The first version of the C compiler was written in 1972 by Dennis Ritchie. From there, the language grew in popularity along the UNIX systems and numerous versions of the C language were created:

  • In 1978: K&R C, an informal specification based on the book The C Programming Language written by Brian Kernighan and Dennis Ritchie.
  • In 1989: ANSI C or C89, the first official C standard.
  • In 1990: ISO C or C90, the same language as C89 but published as an ISO standard.
  • In 1999: C99, major extensions to the standard C language.
  • In 2011: C11, minor new language features.
  • In 2017: C17, minor corrections of C11 without adding new features.
  • In 2023: C23, minor new language features, modernizations and cleanup.

A compiler is the tool used to translate source code into an executable program. You will study compiler details and inner-workings at length during your ING1.

At EPITA, we will be using the C99 standard.

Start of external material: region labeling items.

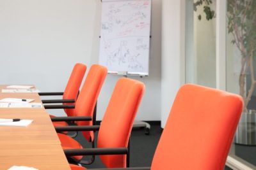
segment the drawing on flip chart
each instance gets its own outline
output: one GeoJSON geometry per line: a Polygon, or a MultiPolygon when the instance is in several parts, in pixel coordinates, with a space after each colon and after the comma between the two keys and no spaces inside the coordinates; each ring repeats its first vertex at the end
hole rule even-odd
{"type": "Polygon", "coordinates": [[[99,63],[110,71],[148,73],[150,0],[102,4],[99,63]]]}

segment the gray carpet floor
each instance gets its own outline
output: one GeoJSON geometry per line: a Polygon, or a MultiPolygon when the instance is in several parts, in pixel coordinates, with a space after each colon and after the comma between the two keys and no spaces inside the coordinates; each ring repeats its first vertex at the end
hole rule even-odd
{"type": "MultiPolygon", "coordinates": [[[[149,135],[145,135],[141,129],[136,129],[132,131],[131,137],[130,167],[150,166],[154,153],[162,132],[160,125],[151,125],[149,135]]],[[[79,133],[76,139],[83,143],[84,147],[89,147],[90,144],[84,140],[79,133]]],[[[236,146],[237,154],[246,157],[250,162],[256,165],[256,146],[248,147],[237,145],[236,146]],[[248,153],[250,154],[248,154],[248,153]]],[[[86,158],[84,158],[86,159],[86,158]]],[[[104,167],[98,157],[93,164],[86,166],[87,168],[104,167]]],[[[226,167],[225,170],[231,169],[226,167]]]]}

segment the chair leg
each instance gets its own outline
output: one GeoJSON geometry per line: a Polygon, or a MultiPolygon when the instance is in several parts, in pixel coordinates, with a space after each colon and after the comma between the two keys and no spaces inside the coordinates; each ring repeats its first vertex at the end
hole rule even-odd
{"type": "MultiPolygon", "coordinates": [[[[95,143],[94,141],[92,142],[92,148],[95,148],[95,143]]],[[[84,164],[84,165],[90,165],[92,164],[94,160],[95,160],[95,156],[92,155],[91,158],[89,160],[81,160],[79,161],[79,164],[84,164]]]]}
{"type": "Polygon", "coordinates": [[[126,167],[130,167],[130,144],[131,144],[131,137],[129,138],[129,141],[128,141],[128,152],[127,154],[126,155],[126,167]]]}

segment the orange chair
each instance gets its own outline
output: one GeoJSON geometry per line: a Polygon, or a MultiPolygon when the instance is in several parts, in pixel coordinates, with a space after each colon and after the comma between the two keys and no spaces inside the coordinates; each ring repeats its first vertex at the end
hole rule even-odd
{"type": "MultiPolygon", "coordinates": [[[[71,74],[69,77],[67,85],[64,90],[64,92],[40,92],[40,96],[63,96],[63,99],[51,99],[51,100],[42,100],[43,103],[62,103],[65,104],[68,103],[69,104],[74,104],[77,99],[81,83],[82,83],[83,78],[84,76],[86,70],[86,66],[81,63],[77,63],[73,67],[71,74]]],[[[72,108],[71,106],[67,108],[72,108]]],[[[45,106],[47,108],[47,106],[45,106]]],[[[74,109],[65,108],[65,112],[68,117],[74,116],[74,109]]],[[[50,115],[51,117],[54,117],[53,115],[50,115]]],[[[58,125],[67,125],[65,122],[54,122],[54,126],[58,125]]]]}
{"type": "Polygon", "coordinates": [[[151,167],[118,169],[222,170],[242,109],[237,95],[185,85],[175,99],[151,167]]]}
{"type": "MultiPolygon", "coordinates": [[[[106,67],[98,64],[92,65],[76,102],[73,111],[74,116],[52,117],[52,121],[75,121],[78,125],[92,125],[95,121],[95,106],[97,99],[107,73],[106,67]]],[[[48,108],[60,108],[63,106],[65,105],[49,105],[48,108]]],[[[93,131],[84,132],[84,136],[88,141],[94,141],[93,131]]]]}
{"type": "MultiPolygon", "coordinates": [[[[139,81],[120,78],[115,87],[100,126],[56,127],[57,132],[82,131],[84,132],[84,131],[99,130],[97,148],[73,149],[81,148],[82,146],[70,137],[58,134],[63,148],[69,149],[64,150],[66,155],[103,154],[107,155],[100,157],[108,167],[125,167],[127,163],[129,166],[129,136],[144,90],[144,84],[139,81]]],[[[74,156],[74,159],[80,160],[82,156],[74,156]]]]}

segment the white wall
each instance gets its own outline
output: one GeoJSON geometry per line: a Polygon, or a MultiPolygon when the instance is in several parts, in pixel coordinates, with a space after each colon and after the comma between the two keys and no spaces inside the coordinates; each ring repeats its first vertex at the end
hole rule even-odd
{"type": "MultiPolygon", "coordinates": [[[[76,62],[98,62],[100,11],[100,0],[1,0],[0,84],[63,90],[76,62]]],[[[153,0],[150,76],[135,78],[146,85],[139,120],[161,118],[161,0],[153,0]]],[[[118,78],[107,77],[98,120],[118,78]]]]}
{"type": "Polygon", "coordinates": [[[161,127],[184,83],[185,0],[163,0],[162,11],[161,127]]]}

The C programming language has been constantly ranked among the most popular programming languages since the 1980s according to the TIOBE index. Because of its dense history and low-level design, C is best known to be very portable, extremely efficient and a mature language. In the industry, it is widely used for: operating systems and kernel development, compilers and interpreters design, libraries, embedded systems, database management systems, ...

Syntax reminders

Comments

In C there are two types of comments: single-line comments and multi-line comments. See the examples for the syntax of each type of comment.

// I am a single-line comment

/* I am a single-line comment in the multi-line style */

/*
** I am a multi-line comment authorized by the EPITA standard
*/

/*
I am also a multi-line comment, but not authorized by the coding style
*/

Variables

A variable consists of:

  • A type which is one of built in C types or a user defined.

  • They have an identifier (a name) that must respect the following naming conventions:

    • Start with a letter or an underscore ('_').
    • Consist of a sequence of letters, numbers or underscores.
    • Be different from C keywords.
danger

Starting with '_' is forbidden by the coding style.

  • Possibly a value.
int     i;
int j = 3;
char c = 'a';
float f = 42.42;

You can then use declared variables in the program by using their identifiers.

int a = 1;
int b = 41;

int sum = a + b; // sum == 42

Predefined types

Basic data types of C

  • void: a variable cannot have this type, which means "having no type", this type is used for procedures (see below).
  • char: a character (which is actually a number) coded with a single byte.
  • int: an integer which memory space depends on the architecture of the machine (2 bytes on 16-bit architectures, 4 on 32 and 64-bit architectures).
  • float: a floating point number with simple precision (4 bytes).
  • double: a floating point number with double precision (8 bytes).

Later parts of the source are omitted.